The trial justice obviously construed the statute to mean precisely what it says. The question he had to determine in the circumstances was not merely whether the limitation which he found to exist in some degree in both the thumb and the wrist made them stiff within the meaning of the statute but also whether they had become useless solely as a result of such limitation of motion. In our opinion he correctly applied the rule of law to the facts as found. Granted, as petitioner argues, that the ordinary meaning of the word "stiff" according to Webster's New International Dictionary (2d ed.) 1946, p. 2475, is "Not moving with ease; not limber; bending with difficulty" and that under such definition both his thumb and wrist are stiff, this does not solve the problem. The further question remains whether the degree of stiffness of itself is such as to render the thumb or wrist useless. As we read the transcript there is evidence from which the trial justice could find as he did that it was the almost total loss of petitioner's right hand, or as he termed it "absence of the hand," and not solely the stiffness of the thumb or wrist which rendered them useless.

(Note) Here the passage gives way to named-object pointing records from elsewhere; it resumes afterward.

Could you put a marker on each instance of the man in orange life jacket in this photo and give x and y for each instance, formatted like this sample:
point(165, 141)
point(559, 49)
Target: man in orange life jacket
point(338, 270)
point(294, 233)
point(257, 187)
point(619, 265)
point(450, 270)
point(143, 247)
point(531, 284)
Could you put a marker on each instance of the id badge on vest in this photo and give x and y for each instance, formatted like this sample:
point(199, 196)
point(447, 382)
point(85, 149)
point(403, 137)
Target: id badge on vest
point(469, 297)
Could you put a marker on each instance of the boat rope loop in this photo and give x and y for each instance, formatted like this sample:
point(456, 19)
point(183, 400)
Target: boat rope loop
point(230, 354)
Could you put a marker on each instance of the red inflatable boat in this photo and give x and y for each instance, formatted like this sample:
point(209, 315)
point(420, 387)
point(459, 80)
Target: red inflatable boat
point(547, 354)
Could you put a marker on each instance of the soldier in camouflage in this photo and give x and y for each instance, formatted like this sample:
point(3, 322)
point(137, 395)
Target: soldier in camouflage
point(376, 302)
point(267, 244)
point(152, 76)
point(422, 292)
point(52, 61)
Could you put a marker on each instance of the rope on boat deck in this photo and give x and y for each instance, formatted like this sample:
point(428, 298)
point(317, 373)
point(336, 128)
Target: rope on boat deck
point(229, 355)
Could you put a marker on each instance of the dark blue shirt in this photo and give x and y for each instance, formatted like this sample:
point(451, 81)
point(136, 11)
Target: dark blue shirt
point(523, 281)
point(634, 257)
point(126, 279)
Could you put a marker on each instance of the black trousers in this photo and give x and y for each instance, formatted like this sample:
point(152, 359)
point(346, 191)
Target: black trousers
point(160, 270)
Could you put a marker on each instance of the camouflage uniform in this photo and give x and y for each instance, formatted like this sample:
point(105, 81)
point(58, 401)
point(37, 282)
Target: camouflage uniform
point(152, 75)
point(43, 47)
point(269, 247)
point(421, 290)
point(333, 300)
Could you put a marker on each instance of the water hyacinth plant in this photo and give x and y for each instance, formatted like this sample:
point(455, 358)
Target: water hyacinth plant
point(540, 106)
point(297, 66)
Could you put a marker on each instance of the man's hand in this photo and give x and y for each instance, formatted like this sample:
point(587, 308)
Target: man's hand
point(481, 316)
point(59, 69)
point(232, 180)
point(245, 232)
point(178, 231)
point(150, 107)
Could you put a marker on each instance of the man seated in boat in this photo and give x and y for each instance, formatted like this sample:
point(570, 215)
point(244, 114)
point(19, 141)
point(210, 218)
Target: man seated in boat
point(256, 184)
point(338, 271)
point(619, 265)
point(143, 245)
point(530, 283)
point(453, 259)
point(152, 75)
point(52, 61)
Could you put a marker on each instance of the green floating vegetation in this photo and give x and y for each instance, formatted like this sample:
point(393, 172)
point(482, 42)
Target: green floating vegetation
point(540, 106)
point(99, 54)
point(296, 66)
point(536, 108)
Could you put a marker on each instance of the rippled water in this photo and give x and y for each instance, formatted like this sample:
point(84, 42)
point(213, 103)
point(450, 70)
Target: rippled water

But the petitioner argues that the legislature could not have intended that its language should be given such a construction, because in 1947 it amended the pertinent paragraph of § 12 with which we are concerned here to read as follows: "Where any bodily member or portion thereof has been rendered permanently stiff so as to be useless, or permanently useless, compensation in accordance with the above schedule shall be paid as if the member or portion thereof had been severed completely." Public laws 1947, chap. 1941. It is true that by virtue of that amendment compensation may now be granted where the bodily member has been rendered "permanently useless" but of course such subsequent legislation cannot be used retroactively to give the language of the section the broader scope which it now imports as amended. On the contrary such legislative action shows, if anything, that the prior language, in the opinion of the legislature itself, was not reasonably susceptible to such interpretation and therefore it was necessary to legislate further in order to give the statute a broader scope.
Petitioner has also cited the recent case of Vick v. Aubin, 73 R.I. 508, in support of his contention that under a reasonable or liberal construction of the original language of the section "absolute stiffness or rigidity" need not be shown to warrant compensation. That case is not at variance with what is decided here. There at page 513 it was held that we should give the words "rendered stiff so as to be useless" their ordinary meaning and that in the absence of any definition prescribing the amount or degree of stiffness it should be considered such as to cause the member to be useless. The trial justice to all intents and purposes followed that method in reaching his decision and in our opinion he did not err in doing so.
The petitioner's appeal is denied and dismissed, the decree appealed from is affirmed, and the cause is remanded to the superior court for further proceedings.